Initially Hesse signed on as a bookdealer's apprentice in Esslingen, but after three days ran away again and returned to Calw, where for half a year he scandalized the neighbors by his presence and his wild plans to emigrate to Brazil. From June 1894 to September of the following year Hesse settled down to the job of filing gears as an apprentice in Heinrich Perrot's tower-clock workshop in Calw, an experience that gave him a sympathetic insight into the mentality of the town and country folk who populate his early stories.

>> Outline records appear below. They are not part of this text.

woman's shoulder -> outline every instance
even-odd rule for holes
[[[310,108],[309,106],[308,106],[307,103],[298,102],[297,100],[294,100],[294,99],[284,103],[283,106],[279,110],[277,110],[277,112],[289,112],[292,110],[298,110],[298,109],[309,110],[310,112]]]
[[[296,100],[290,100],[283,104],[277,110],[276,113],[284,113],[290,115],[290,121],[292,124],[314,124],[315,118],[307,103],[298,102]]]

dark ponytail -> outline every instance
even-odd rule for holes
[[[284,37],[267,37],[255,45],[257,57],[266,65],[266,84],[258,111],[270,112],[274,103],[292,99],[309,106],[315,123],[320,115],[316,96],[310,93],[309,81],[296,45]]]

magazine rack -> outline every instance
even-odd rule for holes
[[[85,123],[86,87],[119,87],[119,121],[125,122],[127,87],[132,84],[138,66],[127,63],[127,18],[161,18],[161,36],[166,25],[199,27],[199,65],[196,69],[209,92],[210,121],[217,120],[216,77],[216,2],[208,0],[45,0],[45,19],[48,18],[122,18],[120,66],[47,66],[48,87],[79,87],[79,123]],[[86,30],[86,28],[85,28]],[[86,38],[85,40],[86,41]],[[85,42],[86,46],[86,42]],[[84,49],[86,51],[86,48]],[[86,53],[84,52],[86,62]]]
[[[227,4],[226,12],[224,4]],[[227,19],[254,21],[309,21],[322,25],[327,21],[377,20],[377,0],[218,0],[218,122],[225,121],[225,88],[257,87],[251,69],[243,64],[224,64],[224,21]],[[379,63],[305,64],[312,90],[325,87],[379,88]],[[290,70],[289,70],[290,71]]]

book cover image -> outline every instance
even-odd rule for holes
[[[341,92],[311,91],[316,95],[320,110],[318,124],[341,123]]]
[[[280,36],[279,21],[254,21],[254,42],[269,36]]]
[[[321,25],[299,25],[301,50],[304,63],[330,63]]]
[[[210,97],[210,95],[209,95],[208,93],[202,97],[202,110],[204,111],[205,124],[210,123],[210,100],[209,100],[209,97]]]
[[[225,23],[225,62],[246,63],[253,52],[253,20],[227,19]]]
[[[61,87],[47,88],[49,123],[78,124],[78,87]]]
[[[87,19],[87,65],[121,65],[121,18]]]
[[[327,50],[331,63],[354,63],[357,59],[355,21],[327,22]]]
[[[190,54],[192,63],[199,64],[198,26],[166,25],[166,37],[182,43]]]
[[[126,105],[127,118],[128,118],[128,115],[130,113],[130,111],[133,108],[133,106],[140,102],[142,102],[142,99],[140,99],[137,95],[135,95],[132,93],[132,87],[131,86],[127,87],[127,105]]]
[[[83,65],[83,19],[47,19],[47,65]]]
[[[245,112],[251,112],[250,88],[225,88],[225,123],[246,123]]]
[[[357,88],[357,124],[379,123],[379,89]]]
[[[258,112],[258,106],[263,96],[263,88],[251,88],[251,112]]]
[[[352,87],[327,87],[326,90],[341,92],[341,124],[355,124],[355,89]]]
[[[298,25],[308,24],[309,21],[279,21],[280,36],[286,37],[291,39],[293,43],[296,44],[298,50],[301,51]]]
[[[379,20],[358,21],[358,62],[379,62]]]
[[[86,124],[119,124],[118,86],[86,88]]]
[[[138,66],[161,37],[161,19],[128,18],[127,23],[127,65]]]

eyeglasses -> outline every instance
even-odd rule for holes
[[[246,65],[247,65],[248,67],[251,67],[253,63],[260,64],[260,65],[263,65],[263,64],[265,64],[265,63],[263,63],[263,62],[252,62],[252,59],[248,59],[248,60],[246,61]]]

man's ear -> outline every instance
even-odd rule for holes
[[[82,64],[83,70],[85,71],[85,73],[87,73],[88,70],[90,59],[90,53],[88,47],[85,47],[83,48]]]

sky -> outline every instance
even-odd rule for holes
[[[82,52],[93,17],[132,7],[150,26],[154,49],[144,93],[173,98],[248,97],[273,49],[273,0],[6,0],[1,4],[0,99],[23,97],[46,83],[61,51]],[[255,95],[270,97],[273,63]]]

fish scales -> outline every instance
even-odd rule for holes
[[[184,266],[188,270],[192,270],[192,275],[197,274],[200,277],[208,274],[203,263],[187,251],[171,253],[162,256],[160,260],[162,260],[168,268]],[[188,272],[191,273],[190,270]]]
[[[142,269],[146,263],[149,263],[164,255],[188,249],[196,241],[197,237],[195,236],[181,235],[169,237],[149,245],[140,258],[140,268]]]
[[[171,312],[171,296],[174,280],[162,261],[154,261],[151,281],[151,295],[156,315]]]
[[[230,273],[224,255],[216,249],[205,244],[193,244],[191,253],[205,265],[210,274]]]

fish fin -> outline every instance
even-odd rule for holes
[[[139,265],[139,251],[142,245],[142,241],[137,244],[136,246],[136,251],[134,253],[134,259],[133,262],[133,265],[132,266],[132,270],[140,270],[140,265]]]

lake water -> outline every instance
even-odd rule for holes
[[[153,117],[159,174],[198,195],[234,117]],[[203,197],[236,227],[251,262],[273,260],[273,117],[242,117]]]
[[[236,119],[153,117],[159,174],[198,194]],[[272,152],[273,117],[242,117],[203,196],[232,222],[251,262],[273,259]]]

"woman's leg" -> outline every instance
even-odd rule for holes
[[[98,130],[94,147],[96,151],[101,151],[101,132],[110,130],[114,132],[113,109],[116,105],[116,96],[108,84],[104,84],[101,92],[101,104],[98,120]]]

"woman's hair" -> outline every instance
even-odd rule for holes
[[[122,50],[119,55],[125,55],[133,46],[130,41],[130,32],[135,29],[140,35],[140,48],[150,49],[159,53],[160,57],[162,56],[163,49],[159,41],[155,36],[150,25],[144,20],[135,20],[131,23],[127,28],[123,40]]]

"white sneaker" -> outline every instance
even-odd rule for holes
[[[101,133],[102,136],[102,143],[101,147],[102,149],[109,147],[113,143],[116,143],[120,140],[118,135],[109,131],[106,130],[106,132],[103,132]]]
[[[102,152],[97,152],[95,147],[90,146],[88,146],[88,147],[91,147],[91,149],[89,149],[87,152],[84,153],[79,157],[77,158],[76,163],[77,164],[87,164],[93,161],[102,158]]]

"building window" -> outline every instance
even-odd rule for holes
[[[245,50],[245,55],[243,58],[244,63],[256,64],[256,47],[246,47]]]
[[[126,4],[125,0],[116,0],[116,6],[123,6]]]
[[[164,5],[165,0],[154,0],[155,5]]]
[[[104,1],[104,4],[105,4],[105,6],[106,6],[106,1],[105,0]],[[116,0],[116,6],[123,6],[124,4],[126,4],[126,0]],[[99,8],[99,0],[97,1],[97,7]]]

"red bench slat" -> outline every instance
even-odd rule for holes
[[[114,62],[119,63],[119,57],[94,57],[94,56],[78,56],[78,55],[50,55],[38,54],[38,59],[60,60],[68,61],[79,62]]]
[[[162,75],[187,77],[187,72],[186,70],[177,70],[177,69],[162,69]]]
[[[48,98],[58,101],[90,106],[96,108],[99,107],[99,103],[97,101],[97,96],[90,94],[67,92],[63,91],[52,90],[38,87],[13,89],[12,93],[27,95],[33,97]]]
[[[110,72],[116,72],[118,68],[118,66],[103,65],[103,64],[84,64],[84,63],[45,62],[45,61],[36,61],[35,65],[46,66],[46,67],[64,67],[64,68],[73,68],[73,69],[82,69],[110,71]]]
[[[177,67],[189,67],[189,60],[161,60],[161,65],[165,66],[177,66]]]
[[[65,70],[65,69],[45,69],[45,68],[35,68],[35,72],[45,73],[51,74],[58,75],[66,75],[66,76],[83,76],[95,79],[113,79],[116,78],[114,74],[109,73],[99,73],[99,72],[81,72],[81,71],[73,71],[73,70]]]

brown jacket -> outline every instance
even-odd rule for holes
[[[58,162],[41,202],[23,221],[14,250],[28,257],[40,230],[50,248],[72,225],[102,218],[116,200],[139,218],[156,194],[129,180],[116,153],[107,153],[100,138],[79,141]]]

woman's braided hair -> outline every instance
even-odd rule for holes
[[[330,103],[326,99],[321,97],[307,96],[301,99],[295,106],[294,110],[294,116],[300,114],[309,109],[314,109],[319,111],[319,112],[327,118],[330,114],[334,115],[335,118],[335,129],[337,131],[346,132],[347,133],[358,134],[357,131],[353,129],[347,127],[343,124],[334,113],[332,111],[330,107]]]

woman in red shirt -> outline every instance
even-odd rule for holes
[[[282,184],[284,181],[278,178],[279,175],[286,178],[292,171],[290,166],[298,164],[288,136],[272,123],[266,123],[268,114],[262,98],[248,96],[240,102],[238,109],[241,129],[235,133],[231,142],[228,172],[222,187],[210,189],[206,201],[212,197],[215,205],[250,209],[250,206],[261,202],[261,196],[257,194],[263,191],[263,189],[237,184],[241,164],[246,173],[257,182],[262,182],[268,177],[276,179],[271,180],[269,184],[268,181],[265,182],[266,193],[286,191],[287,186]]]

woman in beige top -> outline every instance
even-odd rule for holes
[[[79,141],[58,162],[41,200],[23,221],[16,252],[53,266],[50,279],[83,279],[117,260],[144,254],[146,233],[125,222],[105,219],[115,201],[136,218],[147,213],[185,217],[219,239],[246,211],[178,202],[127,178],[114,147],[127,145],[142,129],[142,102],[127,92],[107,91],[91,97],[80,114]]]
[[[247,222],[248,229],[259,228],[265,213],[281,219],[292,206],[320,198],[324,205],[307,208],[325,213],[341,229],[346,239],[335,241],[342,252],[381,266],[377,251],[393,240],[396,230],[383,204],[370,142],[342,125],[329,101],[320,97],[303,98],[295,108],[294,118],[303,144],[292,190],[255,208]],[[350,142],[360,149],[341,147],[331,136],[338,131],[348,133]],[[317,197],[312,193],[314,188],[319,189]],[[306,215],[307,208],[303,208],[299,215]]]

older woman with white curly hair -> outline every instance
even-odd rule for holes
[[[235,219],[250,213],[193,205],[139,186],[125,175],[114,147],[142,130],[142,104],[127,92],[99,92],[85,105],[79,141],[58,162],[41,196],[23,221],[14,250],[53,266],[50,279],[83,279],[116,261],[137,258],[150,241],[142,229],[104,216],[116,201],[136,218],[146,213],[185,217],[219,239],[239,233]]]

Finally Hesse seemed to find himself. Signing on as an apprentice in Heckenhauer's bookstore in the university town of Tübingen, he remained in the position for the four years necessary to receive his apprentice's letter. Moreover, his dream of becoming a writer began to materialize. His first poem was published in 1896; he found a coterie of compatible friends who styled themselves the
petit cénacle
—Ludwig Finckh, Otto Erich Faber, C. Hammelehle, and others mentioned from time to time in his letters; he devoted himself intensively to the study of German literature, especially Goethe and other writers of the Romantic age; and his first volume of poetry appeared late in 1898 under the revealing title
Romantic Songs.
Hesse's correspondence with the writer Helene Voigt, the fiancée of the young publisher Eugen Diederichs, paved the way for the publication of his prose sketches
An Hour beyond Midnight
(1899). In September 1899, with his letter of apprenticeship in hand, Hesse moved to Basel, where he worked in Reich's bookstore until January 1901 and then, until 1903, in Wattenwyl's antiquarian bookstore. In this city dominated by the memory of the philosopher Nietzsche and the cultural historian Jacob Burckhardt, Hesse was introduced to a sophisticated circle of artists and intellectuals in the home of city archivist Rudolf Wackernagel. Meanwhile, he began to establish his own literary reputation with articles and reviews in Swiss newspapers and journals. Although his mother had disapproved of his
Romantic Songs,
which she considered immoral, Hesse hoped to win her approval with the volume
Poems,
which he dedicated to her in 1902. Unfortunately, she died shortly before their publication, yet Hesse—in the curious ambivalence that characterized so many of his family relations—did not even make the short trip to attend her funeral.